MEUS FILÓSOFOS PREFERIDOS

Mendigo Tapichi
Leon Eliachar

Na juventude segui dois filósofos: o mendigo Tapichi (*) e Leon Eliachar (**).
Incrível que Tapichi sempre carregava no bolso textos avulsos de Eliachar para responder questões às vezes sérias às vezes bobas. E as respostas casavam com qualquer pergunta.
--- Afinal, você é contra o que, Tapichi?
--- Contra nada. Eu nascí para ser a favor (e então falava pelas linhas de Leon Eliachar). Sou a favor do casamento de homem com homem, de mulher com mulher e sou a favor do padre que é contra tudo isso. Sou a favor do homem que faz depilação e sou a favor do homem peludo que é contra homem pelado. E é assim que eu continuo vivo e eterno, porque pego vento a favor, mesmo quando o vento é contra.
(*)Tapichi, o mendigo eterno da cidade de São Miguel Arcanjo. Às vezes, ele aparece.
(**) Leon Eliachar, humorista e escritor consagrado. Trabalhou nas revistas Manchete, Fon-Fon, Revista da Semana, Jornal Ùltima Hora. Autor de vários livros.

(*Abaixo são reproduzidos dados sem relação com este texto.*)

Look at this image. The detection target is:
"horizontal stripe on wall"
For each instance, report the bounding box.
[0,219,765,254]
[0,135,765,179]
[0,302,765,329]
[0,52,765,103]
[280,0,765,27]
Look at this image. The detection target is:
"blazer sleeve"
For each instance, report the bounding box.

domingo, 1 de agosto de 2010

UMA NOITE EM 67

Eu nunca fui de perder uma noite, mas aquela de 67, que esperei tanto, ficou no tempo parado de um Dauphine Azul enguiçado no meio do caminho.
Na indecisão de quem não consegue deixar para traz coisas paradas, fiquei no lugar reservado aos catadores de vento --- e na avenida 23 de Maio o vento morno e esfumaçado dava um enjôo nervoso.
O teatro da TV Record tão perto e eu tão longe do desapego a um carro que me fazia velho, enquanto o mundo novo subia ao palco.
Aos vinte e poucos anos senti que minha vez e hora jamais chegariam se não me largasse de mim e sem lenço, sem documento, me atirasse na Roda Viva de um Domingo no Parque e que no meu desalento houvesse um Ponteio de Alegria, Alegria.
Deixei o Dauphine na avenida, mas cheguei tarde e perdi Uma Noite em 67. Mas, juro que não perco mais. Não tenho mais o Dauphine Azul (uma informação exclusiva para meu amigo Edgard Soares). Também não tenho as mesmas noites. Por isso mesmo é que vou ver o filme de Renato Terra e Ricardo Calil, que faz renascer das cinzas de todos os cigarros da Década de 60 quem é Fenix em nossa MPB.